The technology framework, which provides guidance to the work of the Technology Executive Committee (TEC) in connection with the Paris Agreement, “recognises that there is a pressing need to accelerate and strengthen technological innovation so that it can transfer environmentally and socially sound, cost- effective and better-performing climate technologies on a larger scale.” It also indicates that fostering innovation could be done also through new collaborative approaches to climate technology research, development and demonstration (RD&D). 

The goal is to identify good practices and lessons learned, to facilitate their uptake and the sharing of information on international technology RD&D partnerships and initiatives. Technology transfer and knowledge exchanges are needed to facilitate the effective participation of developing countries in collaborative RD&D initiatives on climate technologies. 

Today, the EU is leading the way at global scale. Our industries have the greatest economic opportunity of all times, as well as a significant competitive and technological advantage. 

However, the EU needs to ease the burden of bureaucracy to accelerate the energy and ecological transition. Administrative and permitting procedures still hinder the deployment of renewables across Europe.

Innovating public procurement procedures is a necessary step towards the green and digital transition. In the EU, public procurement accounts for over 14% of the total GDP. Almost half of Cohesion policy funding is already channeled through public procurement; recovery and resilience funds will follow suit.

Climate leadership is science-based politics, as it is called to accelerate the energy and ecological transition by selecting, promoting, and facilitating the uptake of technologies able to sustain high-paced change across all industry sectors.
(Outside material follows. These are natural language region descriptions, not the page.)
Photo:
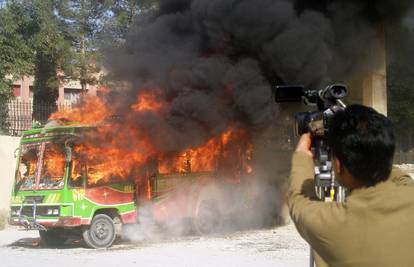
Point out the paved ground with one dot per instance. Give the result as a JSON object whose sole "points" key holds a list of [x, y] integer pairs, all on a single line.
{"points": [[276, 247]]}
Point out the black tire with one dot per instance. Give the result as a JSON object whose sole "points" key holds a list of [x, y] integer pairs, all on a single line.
{"points": [[52, 237], [101, 233], [208, 219]]}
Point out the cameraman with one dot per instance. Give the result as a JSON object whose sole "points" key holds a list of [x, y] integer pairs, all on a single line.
{"points": [[375, 226]]}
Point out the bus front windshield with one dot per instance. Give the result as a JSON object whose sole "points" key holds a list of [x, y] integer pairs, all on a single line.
{"points": [[42, 166]]}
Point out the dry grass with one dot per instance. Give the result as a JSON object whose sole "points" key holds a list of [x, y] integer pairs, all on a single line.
{"points": [[3, 218]]}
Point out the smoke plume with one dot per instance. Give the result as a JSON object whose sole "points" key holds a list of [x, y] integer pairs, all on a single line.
{"points": [[215, 61]]}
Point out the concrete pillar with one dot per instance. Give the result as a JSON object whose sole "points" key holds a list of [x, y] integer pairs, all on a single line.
{"points": [[375, 85]]}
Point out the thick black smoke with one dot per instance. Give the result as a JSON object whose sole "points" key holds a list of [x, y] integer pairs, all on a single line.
{"points": [[215, 61]]}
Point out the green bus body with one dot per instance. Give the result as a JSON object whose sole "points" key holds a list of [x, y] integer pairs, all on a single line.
{"points": [[66, 205], [69, 206]]}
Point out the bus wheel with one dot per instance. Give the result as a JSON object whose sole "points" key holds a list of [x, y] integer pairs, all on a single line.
{"points": [[208, 217], [101, 233], [52, 237]]}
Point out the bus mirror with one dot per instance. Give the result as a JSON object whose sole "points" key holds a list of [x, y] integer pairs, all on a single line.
{"points": [[68, 154]]}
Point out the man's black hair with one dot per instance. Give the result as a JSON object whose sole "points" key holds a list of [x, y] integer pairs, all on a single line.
{"points": [[364, 142]]}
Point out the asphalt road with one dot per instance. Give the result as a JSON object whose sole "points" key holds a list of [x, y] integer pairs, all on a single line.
{"points": [[274, 247]]}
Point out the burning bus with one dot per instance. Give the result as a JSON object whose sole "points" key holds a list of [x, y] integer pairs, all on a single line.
{"points": [[68, 184]]}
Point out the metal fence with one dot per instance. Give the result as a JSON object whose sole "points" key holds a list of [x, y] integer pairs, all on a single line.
{"points": [[22, 114]]}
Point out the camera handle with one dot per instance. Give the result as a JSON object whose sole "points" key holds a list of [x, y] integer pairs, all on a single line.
{"points": [[327, 189]]}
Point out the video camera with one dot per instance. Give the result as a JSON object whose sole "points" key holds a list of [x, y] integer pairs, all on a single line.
{"points": [[328, 101]]}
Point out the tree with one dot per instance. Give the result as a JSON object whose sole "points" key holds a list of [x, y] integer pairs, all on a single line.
{"points": [[51, 51], [82, 22], [16, 55], [400, 76]]}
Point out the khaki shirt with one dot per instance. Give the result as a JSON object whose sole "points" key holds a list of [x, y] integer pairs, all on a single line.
{"points": [[374, 227]]}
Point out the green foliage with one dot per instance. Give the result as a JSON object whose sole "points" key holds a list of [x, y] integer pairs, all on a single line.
{"points": [[400, 75], [3, 218], [16, 55], [51, 51]]}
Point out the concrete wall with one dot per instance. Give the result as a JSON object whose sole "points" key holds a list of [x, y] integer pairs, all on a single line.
{"points": [[7, 168]]}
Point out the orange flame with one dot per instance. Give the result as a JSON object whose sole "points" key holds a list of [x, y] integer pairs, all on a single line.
{"points": [[110, 157]]}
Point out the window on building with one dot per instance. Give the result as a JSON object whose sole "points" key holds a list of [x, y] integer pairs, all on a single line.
{"points": [[31, 92], [16, 90]]}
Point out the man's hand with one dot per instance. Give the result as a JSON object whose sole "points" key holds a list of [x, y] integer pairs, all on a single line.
{"points": [[304, 144]]}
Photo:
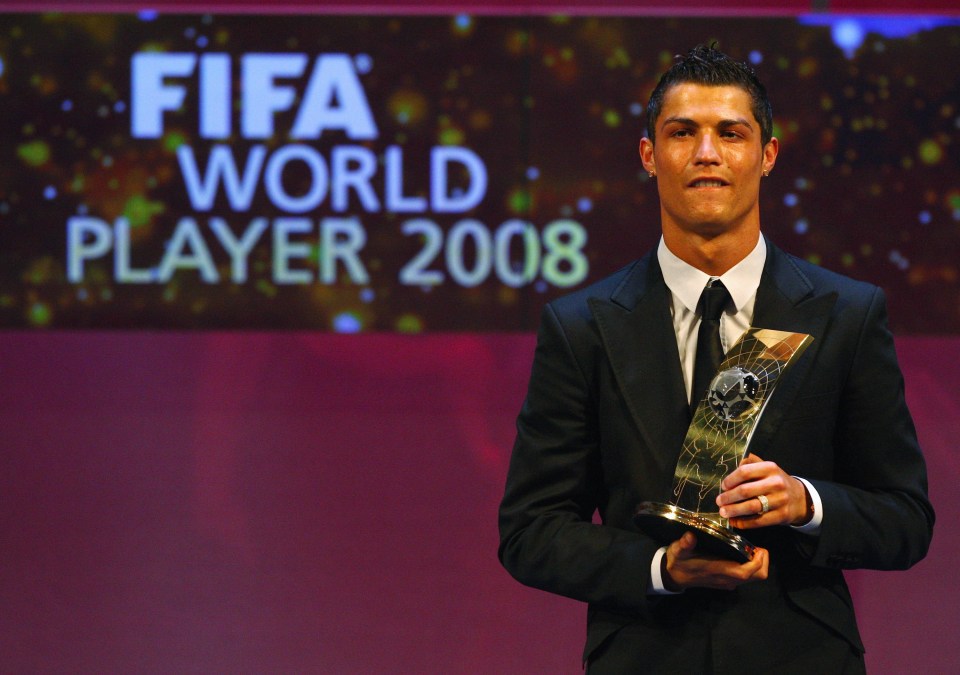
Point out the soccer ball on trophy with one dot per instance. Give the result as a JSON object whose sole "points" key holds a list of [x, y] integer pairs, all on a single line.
{"points": [[733, 394]]}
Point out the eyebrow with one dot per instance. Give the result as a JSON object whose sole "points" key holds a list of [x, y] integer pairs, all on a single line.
{"points": [[723, 124]]}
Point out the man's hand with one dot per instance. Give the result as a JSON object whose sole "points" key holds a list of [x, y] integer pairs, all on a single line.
{"points": [[786, 497], [685, 568]]}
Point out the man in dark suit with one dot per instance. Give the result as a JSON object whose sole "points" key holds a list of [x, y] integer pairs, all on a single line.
{"points": [[834, 480]]}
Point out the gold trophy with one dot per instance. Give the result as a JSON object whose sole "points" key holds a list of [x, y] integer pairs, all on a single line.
{"points": [[717, 441]]}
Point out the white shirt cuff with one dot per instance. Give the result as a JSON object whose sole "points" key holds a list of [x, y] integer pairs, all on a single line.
{"points": [[813, 527]]}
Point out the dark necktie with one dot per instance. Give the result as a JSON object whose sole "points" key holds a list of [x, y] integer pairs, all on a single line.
{"points": [[709, 351]]}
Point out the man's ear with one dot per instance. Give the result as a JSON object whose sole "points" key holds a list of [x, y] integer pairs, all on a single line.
{"points": [[770, 152], [646, 156]]}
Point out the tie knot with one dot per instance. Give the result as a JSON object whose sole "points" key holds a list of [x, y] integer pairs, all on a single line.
{"points": [[714, 298]]}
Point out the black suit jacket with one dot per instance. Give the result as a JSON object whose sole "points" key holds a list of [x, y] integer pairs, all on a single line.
{"points": [[601, 430]]}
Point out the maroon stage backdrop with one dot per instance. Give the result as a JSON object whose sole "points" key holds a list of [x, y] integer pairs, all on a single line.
{"points": [[265, 502], [186, 488]]}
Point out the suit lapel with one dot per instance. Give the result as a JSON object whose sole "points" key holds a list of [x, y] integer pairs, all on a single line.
{"points": [[786, 300], [638, 336]]}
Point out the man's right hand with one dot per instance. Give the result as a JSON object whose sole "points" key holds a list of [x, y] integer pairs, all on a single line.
{"points": [[685, 568]]}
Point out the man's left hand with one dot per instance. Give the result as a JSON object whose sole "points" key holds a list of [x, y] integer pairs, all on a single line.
{"points": [[758, 494]]}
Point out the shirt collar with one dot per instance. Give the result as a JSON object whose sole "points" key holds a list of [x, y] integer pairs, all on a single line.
{"points": [[686, 282]]}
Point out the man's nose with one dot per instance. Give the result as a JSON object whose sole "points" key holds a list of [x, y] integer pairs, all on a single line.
{"points": [[707, 152]]}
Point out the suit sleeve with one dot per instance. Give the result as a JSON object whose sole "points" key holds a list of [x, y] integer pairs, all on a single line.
{"points": [[548, 539], [876, 511]]}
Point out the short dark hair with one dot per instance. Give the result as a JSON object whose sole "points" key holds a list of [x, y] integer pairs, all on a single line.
{"points": [[705, 64]]}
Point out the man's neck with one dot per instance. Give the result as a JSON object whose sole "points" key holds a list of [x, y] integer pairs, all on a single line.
{"points": [[711, 255]]}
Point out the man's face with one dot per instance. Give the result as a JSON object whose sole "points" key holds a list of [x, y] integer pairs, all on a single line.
{"points": [[708, 160]]}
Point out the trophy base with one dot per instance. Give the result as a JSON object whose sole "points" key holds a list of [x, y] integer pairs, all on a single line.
{"points": [[667, 523]]}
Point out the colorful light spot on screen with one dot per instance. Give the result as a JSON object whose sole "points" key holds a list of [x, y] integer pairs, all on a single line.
{"points": [[34, 153], [462, 24], [930, 152], [364, 63], [347, 322], [848, 35], [409, 323], [39, 314], [407, 107]]}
Such leadership requires comprehensive knowledge of the impacts of policies, thorough understanding of technologies, sector specific challenges as well as the solutions available and in the making. This requires a mix of realism and vision, and a focus on industrial value that is based on the principles of the upcoming eco-economy.

The Intergovernmental Panel on Climate Change (IPCC) provides a damning verdict. Humanity lost every policy target since the conference of Sundsvall in Sweden 1990, where the then newly created International Governmental Panel on Climate Change released its First Assessment Report on Climate Change. “Panels warns of Disasters from Global Warming”, the headline declared. There is no time left for doubts and lies. Unless this generation makes a difference, change will be irreversible.
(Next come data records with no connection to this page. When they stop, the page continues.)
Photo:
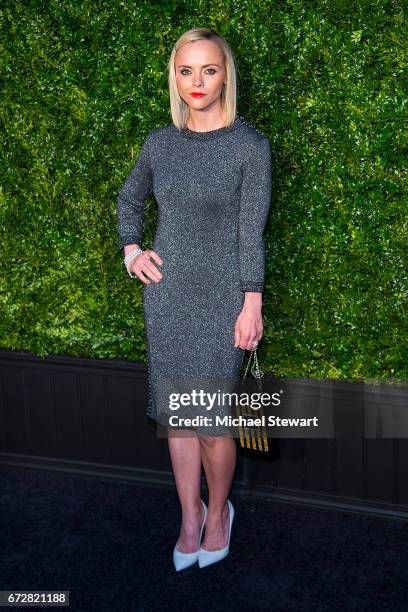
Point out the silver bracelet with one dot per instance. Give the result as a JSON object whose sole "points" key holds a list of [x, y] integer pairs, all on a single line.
{"points": [[129, 258]]}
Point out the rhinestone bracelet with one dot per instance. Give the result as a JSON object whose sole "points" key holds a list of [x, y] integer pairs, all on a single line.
{"points": [[129, 258]]}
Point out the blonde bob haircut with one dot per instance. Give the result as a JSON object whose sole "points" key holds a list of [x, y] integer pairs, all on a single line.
{"points": [[178, 108]]}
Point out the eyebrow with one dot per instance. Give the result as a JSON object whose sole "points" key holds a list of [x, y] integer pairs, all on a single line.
{"points": [[205, 66]]}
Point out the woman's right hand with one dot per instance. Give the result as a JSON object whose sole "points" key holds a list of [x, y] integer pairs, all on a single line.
{"points": [[145, 269]]}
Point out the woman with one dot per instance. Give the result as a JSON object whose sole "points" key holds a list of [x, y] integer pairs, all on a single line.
{"points": [[210, 173]]}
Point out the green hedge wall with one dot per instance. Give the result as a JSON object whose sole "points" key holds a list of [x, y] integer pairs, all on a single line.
{"points": [[81, 85]]}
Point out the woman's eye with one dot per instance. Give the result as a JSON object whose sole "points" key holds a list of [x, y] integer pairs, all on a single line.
{"points": [[185, 71]]}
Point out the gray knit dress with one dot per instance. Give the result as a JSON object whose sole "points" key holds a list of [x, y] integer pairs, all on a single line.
{"points": [[213, 192]]}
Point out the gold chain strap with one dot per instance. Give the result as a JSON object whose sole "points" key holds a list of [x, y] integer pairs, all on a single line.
{"points": [[250, 436]]}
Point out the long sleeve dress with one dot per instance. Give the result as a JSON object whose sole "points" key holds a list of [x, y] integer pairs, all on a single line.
{"points": [[213, 192]]}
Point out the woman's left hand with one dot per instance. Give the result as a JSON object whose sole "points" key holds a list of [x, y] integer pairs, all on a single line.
{"points": [[248, 328]]}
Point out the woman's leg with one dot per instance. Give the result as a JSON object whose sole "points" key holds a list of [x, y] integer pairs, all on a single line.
{"points": [[219, 459], [185, 457]]}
In the 1990’s, the international community aimed to reduce emissions by 20% by 2005. If this had happened, the rise in temperature would have been contained below one and a half degrees. And we might have avoided the spiral of events we are currently witnessing. But we failed.

As the U.S. Climate Envoy John Kerry reminds us, saving the planet’s climate is a unique “moral responsibility”. Until now, we haven’t lived up to it. 

*The text was written in preparation for the panel discussion “Innovative Technologies for Climate Action” organised within the Prague European Summit 2021.